Nationally, the patient satisfaction rate with sinus surgery is 80%. As detailed earlier, our mission is to maximize medical therapy first – with special emphasis on sinus rinses – and, as a result, our satisfaction rate is well beyond 90% and my personal rate of revision surgery is less than 3% — much lower than the national revision rate of 10 – 15%.
Throat Surgery
Most patients think of throat surgery as tonsillectomies and they are correct – to a point.
Like ear tubes in children, this is one of the most frequent procedures performed in our specialty. Also like in ear tubes for patients and despite it being so common, this is taken very seriously. I was fortunate to be the first surgeon in central Illinois to use a new technology of the Harmonic Scalpel. In most, but not all patients, the pain level is decreased. One can count on two weeks of postoperative discomfort with a national 5% risk of postoperative bleeding. Having said that, this is also one of the most gratifying of surgeries personally. To dramatically reduce the frequency of infections and discomfort as well as improvement in breathing is a blessing to all involved.

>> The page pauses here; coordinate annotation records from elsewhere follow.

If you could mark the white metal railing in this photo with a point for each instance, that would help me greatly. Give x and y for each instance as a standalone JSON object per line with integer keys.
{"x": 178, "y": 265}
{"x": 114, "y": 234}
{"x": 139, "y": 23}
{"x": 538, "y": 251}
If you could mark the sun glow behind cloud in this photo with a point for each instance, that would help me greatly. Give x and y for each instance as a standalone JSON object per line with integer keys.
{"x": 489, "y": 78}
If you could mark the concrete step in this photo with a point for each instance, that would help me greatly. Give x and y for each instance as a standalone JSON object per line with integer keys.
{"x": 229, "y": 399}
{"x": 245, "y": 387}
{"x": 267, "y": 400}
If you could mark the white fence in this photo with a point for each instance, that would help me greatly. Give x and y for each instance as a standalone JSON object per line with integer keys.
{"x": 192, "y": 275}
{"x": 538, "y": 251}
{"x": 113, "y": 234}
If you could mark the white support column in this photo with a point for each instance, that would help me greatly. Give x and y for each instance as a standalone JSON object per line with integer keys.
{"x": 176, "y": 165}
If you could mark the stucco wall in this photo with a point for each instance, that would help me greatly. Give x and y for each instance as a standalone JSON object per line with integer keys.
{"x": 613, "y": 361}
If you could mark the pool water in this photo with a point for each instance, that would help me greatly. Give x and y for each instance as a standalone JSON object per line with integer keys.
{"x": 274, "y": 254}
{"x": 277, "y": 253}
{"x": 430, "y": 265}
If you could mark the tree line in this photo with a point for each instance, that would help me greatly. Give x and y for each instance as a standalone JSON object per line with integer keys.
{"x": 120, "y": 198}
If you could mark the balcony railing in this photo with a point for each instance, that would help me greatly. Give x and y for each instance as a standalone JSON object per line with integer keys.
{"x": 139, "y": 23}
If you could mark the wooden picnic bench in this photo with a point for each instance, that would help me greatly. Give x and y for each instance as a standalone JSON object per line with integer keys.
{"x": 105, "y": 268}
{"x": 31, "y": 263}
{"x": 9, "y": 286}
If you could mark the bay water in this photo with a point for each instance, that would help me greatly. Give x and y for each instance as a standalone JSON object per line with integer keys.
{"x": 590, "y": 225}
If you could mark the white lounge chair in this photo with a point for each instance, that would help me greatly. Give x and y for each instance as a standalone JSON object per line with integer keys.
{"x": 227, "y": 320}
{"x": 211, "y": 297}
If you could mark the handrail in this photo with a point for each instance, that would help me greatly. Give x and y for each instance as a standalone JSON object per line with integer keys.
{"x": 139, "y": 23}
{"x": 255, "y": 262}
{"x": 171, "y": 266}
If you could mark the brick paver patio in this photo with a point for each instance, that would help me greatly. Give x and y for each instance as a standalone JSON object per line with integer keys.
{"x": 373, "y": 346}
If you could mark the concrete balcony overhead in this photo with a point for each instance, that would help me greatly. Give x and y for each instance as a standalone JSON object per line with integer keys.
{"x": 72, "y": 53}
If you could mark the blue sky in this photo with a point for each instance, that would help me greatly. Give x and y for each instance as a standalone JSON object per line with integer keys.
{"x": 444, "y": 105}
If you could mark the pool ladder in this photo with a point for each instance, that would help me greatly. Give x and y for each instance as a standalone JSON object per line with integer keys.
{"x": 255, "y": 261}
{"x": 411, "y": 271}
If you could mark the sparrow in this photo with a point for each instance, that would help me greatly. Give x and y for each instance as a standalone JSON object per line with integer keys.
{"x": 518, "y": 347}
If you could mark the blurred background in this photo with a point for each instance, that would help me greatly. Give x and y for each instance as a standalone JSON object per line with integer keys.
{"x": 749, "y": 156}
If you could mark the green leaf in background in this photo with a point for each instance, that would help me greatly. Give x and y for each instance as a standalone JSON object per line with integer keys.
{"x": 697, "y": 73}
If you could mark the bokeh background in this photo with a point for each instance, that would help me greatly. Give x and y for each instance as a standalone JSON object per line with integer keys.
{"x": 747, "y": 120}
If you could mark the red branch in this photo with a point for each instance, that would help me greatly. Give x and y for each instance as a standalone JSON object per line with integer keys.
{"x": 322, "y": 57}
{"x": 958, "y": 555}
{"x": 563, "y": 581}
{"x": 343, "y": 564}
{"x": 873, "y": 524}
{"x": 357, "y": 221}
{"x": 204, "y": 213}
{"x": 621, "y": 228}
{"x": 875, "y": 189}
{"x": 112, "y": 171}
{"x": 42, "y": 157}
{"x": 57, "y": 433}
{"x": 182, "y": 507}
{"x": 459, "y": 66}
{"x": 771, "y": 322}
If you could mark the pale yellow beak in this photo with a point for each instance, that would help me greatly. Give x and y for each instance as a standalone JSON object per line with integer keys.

Obstructive Sleep Apnea is also one of the most common issues we address. Again, the goal is to maximize medical therapy first. I insist a patient try at least two months of CPAP prior to undergoing surgery. If surgery is required as it often is, I tell patients repeatedly that, “This is the most painful surgery I know to do to you.” Having said that, there is great satisfaction with the surgery. I also tell patients that, “The likelihood of elimination or dramatic reduction in snoring is 80 to 90%. The likelihood of elimination of sleep apnea is 40 to 50%. However, even if the sleep apnea is not eliminated, the tolerance of CPAP is typically with dramatic improvement.”
Though not a surgical procedure, Botox injections for patients with spastic dysphonia is also a procedure that is offered. These are perhaps our most grateful patients. At least two schoolteachers have credited this procedure to allow them to continue their careers which had been on the brink of disability.